I remember the first time I watched someone treat an AI system like a new hire.
What came back looked polished. Confident. Fast. The kind of response that makes a room go quiet for a second, because it feels like something just got solved.
But there's always something missing.
AI is a tool. It sits in the same category as a calculator, a search engine, a spellchecker, a template. Powerful, yes. Useful, absolutely. But it remains an instrument in someone else’s hands.
A map does not decide where you travel. A compass does not decide what matters. AI can suggest routes, but it does not carry your context, your constraints, your values, or your appetite for risk.
I have found that the healthiest way to work with AI is to treat it like a fast assistant to my thinking.
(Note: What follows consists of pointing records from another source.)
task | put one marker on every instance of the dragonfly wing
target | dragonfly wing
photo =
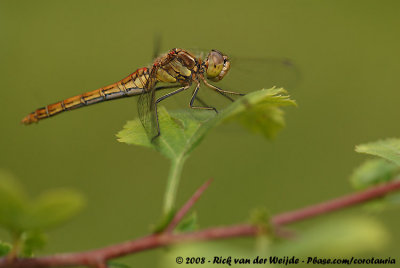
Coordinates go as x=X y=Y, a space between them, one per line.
x=148 y=113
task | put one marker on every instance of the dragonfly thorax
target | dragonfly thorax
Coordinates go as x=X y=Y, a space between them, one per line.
x=217 y=65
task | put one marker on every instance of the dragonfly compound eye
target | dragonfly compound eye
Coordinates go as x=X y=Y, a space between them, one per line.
x=217 y=65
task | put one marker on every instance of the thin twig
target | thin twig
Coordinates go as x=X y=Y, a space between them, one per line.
x=335 y=204
x=185 y=209
x=92 y=258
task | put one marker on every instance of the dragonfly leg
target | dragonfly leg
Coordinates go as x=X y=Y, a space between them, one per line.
x=224 y=93
x=167 y=87
x=163 y=98
x=194 y=96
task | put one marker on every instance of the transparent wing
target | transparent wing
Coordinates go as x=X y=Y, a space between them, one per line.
x=147 y=112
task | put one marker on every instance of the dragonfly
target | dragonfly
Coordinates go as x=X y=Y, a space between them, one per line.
x=178 y=68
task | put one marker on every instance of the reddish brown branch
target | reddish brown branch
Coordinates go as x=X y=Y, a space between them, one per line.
x=97 y=258
x=335 y=204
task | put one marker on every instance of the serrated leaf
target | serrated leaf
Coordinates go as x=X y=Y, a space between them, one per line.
x=339 y=237
x=182 y=131
x=32 y=241
x=5 y=248
x=53 y=208
x=388 y=149
x=188 y=224
x=373 y=172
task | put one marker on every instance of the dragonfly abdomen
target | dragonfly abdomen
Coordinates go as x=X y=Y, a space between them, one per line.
x=131 y=85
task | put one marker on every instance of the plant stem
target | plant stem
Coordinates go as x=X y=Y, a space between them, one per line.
x=172 y=184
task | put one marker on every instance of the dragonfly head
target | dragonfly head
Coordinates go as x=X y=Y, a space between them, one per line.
x=217 y=65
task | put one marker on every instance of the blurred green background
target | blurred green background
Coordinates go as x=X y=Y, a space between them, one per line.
x=348 y=56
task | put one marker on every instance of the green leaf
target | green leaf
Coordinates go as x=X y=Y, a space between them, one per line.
x=339 y=237
x=53 y=208
x=373 y=172
x=188 y=224
x=12 y=202
x=165 y=220
x=182 y=131
x=5 y=248
x=32 y=241
x=388 y=149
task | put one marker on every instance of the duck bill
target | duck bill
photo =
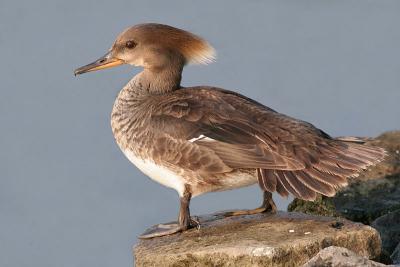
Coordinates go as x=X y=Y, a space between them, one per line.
x=105 y=62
I give it a clear task. I ask for multiple drafts. I ask it to list assumptions. I ask it to point out what it might be missing.
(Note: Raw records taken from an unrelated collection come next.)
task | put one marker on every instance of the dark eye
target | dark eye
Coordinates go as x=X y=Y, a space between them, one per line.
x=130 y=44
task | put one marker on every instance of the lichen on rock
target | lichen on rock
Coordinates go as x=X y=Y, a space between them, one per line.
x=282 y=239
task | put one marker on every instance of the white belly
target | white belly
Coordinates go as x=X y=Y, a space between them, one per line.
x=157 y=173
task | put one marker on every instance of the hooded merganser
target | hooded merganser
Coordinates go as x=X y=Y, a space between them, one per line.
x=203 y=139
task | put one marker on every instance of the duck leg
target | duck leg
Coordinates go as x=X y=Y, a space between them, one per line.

Then I do the part only a decision maker can do. I judge what fits the moment. I choose what to keep. I decide what to remove. I take responsibility for the impact of the final call.
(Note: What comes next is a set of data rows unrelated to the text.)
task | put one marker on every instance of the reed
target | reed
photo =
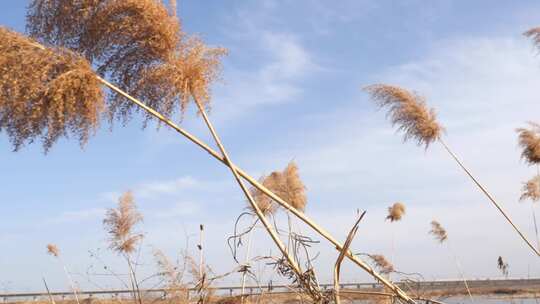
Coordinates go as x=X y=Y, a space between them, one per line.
x=53 y=250
x=254 y=182
x=120 y=224
x=409 y=112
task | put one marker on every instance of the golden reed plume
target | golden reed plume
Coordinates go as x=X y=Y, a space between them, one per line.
x=408 y=111
x=396 y=212
x=438 y=231
x=46 y=93
x=120 y=222
x=122 y=38
x=286 y=184
x=531 y=190
x=53 y=250
x=529 y=141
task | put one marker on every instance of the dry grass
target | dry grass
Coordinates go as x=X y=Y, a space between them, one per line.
x=396 y=212
x=53 y=250
x=531 y=190
x=122 y=38
x=169 y=87
x=45 y=93
x=285 y=184
x=409 y=112
x=529 y=141
x=438 y=231
x=120 y=222
x=381 y=263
When people treat AI as a tool, something steadier happens. The tool becomes a partner to iteration. The human remains the owner of intent. The work benefits from momentum, while the decision remains grounded in judgment.
That is the lesson I keep writing on the whiteboard, even if only for myself. AI does not replace the decision maker. It supports the decision maker.
The difference sounds small, yet it changes how every prompt is written and how every answer is used.